Washington

NASA plans to make major new investments in nuclear-powered rockets and spacecraft, its recently appointed head Sean O'Keefe said on 4 February as he unveiled the agency's budget proposal for the fiscal year 2003. But at $15.1 billion, NASA's budget would be virtually unchanged from this year.

O'Keefe added that proposed missions to Jupiter's moon Europa and to Pluto will be scrapped to be replaced with a wider-ranging programme called New Frontiers, modelled after the agency's successful Discovery line of planetary spacecraft.

With a typical mission price tag of about $650 million, New Frontiers will focus on studying the origins of life in the Solar System, as well as other priorities set by a forthcoming review of planetary exploration by the National Academy of Sciences.

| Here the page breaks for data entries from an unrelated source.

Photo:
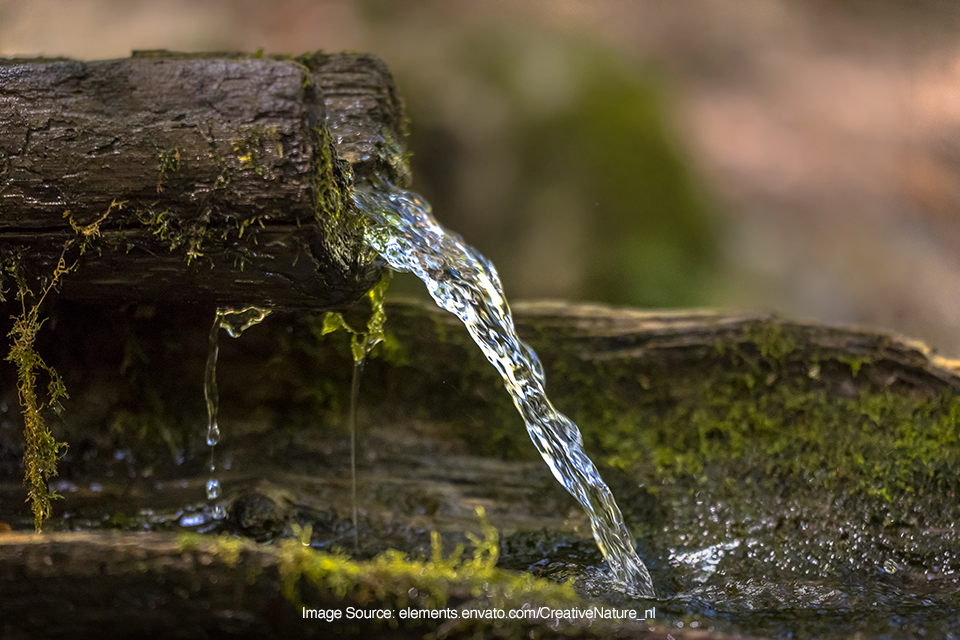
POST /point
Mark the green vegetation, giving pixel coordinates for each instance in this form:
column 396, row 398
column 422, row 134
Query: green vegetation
column 41, row 450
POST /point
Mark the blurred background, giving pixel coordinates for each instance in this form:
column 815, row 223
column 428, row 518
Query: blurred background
column 801, row 157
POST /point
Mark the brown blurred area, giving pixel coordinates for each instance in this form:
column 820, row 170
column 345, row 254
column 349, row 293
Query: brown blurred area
column 797, row 156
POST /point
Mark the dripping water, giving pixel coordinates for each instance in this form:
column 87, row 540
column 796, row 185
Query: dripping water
column 354, row 393
column 235, row 322
column 460, row 280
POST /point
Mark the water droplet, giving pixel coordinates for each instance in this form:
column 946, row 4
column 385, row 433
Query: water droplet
column 213, row 434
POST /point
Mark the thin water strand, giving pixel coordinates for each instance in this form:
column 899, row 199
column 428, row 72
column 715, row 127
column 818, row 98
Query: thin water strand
column 235, row 321
column 354, row 395
column 463, row 282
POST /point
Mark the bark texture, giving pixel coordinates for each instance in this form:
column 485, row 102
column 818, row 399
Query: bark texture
column 218, row 178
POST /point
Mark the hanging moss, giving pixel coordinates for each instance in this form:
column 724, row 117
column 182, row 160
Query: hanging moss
column 41, row 450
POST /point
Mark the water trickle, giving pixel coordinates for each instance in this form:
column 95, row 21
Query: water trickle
column 361, row 343
column 460, row 280
column 235, row 322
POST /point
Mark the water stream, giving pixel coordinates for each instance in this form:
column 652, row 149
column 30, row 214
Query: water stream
column 235, row 322
column 463, row 282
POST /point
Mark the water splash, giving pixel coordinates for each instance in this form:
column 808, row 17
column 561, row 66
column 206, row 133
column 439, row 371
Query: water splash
column 460, row 280
column 235, row 321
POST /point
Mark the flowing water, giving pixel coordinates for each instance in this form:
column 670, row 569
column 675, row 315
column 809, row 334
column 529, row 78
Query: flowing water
column 460, row 280
column 235, row 322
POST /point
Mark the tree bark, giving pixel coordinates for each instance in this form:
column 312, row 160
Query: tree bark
column 436, row 429
column 218, row 178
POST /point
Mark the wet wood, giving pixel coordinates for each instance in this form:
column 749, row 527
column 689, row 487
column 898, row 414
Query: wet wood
column 217, row 178
column 428, row 456
column 115, row 585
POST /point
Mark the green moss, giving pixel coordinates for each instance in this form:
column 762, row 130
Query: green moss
column 771, row 339
column 41, row 450
column 393, row 579
column 363, row 342
column 738, row 418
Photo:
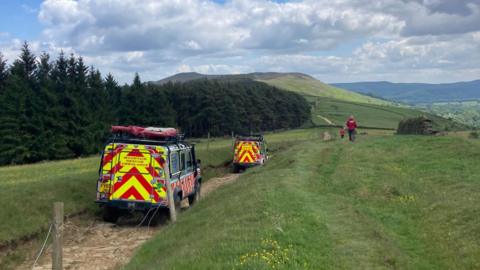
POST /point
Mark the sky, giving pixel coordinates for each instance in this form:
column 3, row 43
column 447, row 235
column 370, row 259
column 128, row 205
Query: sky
column 432, row 41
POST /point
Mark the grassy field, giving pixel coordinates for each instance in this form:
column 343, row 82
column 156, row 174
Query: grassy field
column 309, row 86
column 369, row 115
column 28, row 191
column 391, row 202
column 335, row 104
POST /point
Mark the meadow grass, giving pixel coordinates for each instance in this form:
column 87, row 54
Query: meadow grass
column 389, row 202
column 28, row 191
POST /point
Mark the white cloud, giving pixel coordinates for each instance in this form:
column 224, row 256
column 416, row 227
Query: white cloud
column 335, row 40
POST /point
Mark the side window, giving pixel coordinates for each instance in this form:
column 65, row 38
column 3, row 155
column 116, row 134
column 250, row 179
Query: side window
column 182, row 161
column 174, row 163
column 189, row 160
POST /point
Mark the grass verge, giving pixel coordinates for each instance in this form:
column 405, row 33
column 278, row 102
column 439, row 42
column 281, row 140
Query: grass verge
column 381, row 203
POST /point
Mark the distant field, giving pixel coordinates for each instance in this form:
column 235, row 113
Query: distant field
column 396, row 202
column 369, row 115
column 308, row 86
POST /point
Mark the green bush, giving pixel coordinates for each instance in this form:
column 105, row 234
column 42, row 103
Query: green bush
column 474, row 135
column 417, row 126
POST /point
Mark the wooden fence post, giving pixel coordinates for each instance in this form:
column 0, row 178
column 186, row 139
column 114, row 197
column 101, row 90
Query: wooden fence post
column 57, row 254
column 171, row 202
column 208, row 140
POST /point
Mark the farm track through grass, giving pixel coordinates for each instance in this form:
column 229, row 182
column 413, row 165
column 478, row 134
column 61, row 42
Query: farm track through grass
column 397, row 202
column 28, row 191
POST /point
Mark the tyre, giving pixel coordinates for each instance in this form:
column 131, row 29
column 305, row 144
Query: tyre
column 110, row 214
column 236, row 168
column 192, row 199
column 156, row 217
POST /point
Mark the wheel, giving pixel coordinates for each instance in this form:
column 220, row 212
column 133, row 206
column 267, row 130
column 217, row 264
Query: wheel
column 156, row 217
column 111, row 214
column 192, row 199
column 236, row 168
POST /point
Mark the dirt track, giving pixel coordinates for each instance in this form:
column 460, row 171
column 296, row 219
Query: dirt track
column 101, row 245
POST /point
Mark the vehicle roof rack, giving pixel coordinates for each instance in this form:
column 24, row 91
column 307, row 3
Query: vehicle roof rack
column 252, row 137
column 151, row 135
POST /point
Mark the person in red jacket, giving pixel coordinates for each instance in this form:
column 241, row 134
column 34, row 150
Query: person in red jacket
column 351, row 125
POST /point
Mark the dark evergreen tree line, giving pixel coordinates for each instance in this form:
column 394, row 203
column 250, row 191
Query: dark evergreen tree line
column 57, row 109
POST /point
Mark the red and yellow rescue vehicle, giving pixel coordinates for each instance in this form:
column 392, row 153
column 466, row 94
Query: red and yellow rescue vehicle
column 249, row 151
column 133, row 171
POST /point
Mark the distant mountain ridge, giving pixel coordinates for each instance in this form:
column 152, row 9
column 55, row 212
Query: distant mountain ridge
column 189, row 76
column 290, row 81
column 415, row 93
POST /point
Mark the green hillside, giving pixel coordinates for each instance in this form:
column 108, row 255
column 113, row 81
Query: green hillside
column 307, row 85
column 396, row 202
column 331, row 111
column 292, row 81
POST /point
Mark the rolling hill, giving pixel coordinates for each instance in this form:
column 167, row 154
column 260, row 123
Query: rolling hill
column 415, row 93
column 330, row 105
column 392, row 202
column 295, row 82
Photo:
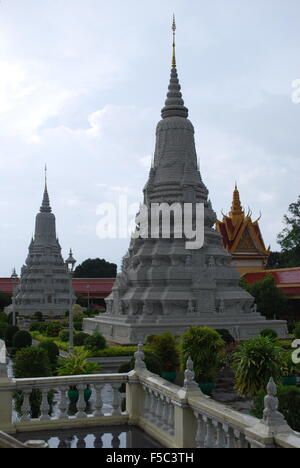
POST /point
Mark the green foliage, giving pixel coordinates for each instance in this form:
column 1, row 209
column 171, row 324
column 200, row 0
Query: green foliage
column 53, row 329
column 3, row 328
column 3, row 317
column 115, row 351
column 35, row 401
column 269, row 333
column 38, row 326
column 204, row 346
column 289, row 238
column 165, row 347
column 80, row 338
column 31, row 362
column 226, row 336
column 22, row 339
column 255, row 361
column 269, row 299
column 289, row 405
column 64, row 335
column 9, row 335
column 95, row 342
column 39, row 316
column 77, row 364
column 52, row 351
column 297, row 330
column 96, row 268
column 5, row 300
column 288, row 367
column 152, row 362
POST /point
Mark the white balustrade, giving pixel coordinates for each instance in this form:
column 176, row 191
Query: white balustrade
column 200, row 421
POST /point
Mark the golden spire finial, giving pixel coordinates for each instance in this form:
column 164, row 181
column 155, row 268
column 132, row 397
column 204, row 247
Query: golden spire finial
column 174, row 30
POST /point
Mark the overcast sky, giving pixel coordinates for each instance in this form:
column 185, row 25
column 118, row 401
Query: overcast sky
column 82, row 83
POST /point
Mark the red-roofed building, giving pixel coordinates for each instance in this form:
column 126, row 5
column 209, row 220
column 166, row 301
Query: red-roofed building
column 242, row 238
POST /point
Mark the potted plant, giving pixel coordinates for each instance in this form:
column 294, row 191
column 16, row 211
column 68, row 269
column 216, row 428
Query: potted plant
column 255, row 361
column 204, row 346
column 77, row 364
column 288, row 370
column 165, row 347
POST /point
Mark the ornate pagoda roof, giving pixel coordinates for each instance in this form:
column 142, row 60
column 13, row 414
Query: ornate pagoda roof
column 240, row 234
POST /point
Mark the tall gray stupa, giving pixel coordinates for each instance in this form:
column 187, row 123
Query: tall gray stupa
column 45, row 284
column 163, row 285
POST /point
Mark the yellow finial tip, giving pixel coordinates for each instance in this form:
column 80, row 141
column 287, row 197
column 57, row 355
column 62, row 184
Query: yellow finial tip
column 174, row 29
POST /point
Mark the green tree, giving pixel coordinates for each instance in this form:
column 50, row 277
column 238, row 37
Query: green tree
column 255, row 361
column 5, row 300
column 31, row 362
column 22, row 339
column 269, row 299
column 289, row 238
column 96, row 268
column 77, row 364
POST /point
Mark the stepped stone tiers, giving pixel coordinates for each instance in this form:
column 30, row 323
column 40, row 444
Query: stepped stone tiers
column 45, row 280
column 163, row 286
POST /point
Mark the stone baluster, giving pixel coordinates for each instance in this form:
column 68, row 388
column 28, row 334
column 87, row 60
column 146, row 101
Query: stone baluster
column 221, row 441
column 26, row 407
column 81, row 405
column 146, row 402
column 99, row 402
column 164, row 415
column 151, row 405
column 116, row 403
column 201, row 430
column 81, row 443
column 230, row 437
column 63, row 404
column 98, row 443
column 272, row 417
column 156, row 415
column 44, row 406
column 115, row 443
column 171, row 429
column 139, row 357
column 210, row 436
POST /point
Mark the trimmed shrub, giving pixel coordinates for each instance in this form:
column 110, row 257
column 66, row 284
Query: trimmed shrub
column 3, row 317
column 52, row 351
column 297, row 330
column 39, row 316
column 9, row 335
column 80, row 339
column 53, row 329
column 226, row 336
column 95, row 342
column 255, row 361
column 152, row 362
column 64, row 335
column 269, row 333
column 289, row 405
column 3, row 327
column 31, row 362
column 22, row 339
column 164, row 346
column 41, row 327
column 204, row 346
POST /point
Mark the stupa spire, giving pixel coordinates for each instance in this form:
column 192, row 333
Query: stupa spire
column 236, row 207
column 174, row 105
column 45, row 208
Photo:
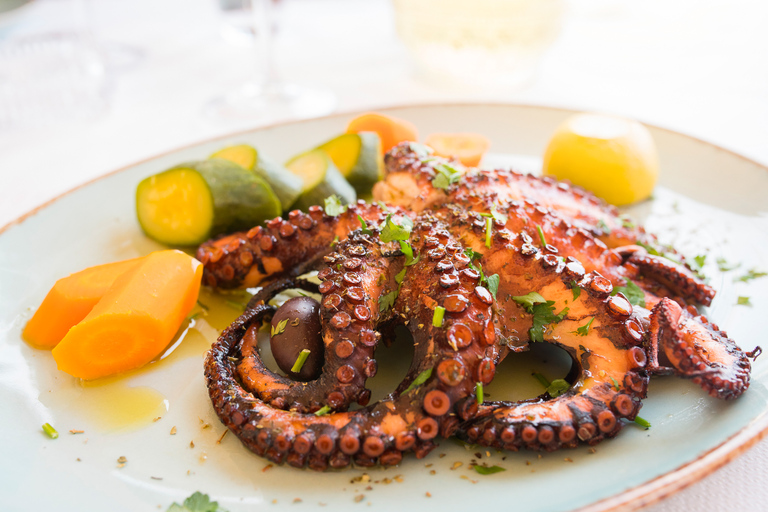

NASA will solicit mission concepts from laboratories inside and outside the agency this spring, and plans to choose the first winner next year.

The agency is set to make its first significant investments since the 1960s in space nuclear power ($79 million) and nuclear rocket propulsion ($46.5 million) during 2003. It sees these technologies as the best way to cut the time it takes to travel to the outer planets and to increase the working lives of probes and rovers sent to visit planets (see Nature 410, 626; 2001).

These and other technology investments account for much of the 12% increase in NASA's space-science budget, to $3.4 billion. According the White House, the portion of NASA's total budget spent on research and development will grow by 5% to $10 billion.

Funding for the troubled International Space Station drops by 13% to $1.5 billion in the budget proposal. Agency managers have been given two years to solve its fiscal and managerial problems, or resign themselves to having a smaller, less capable station.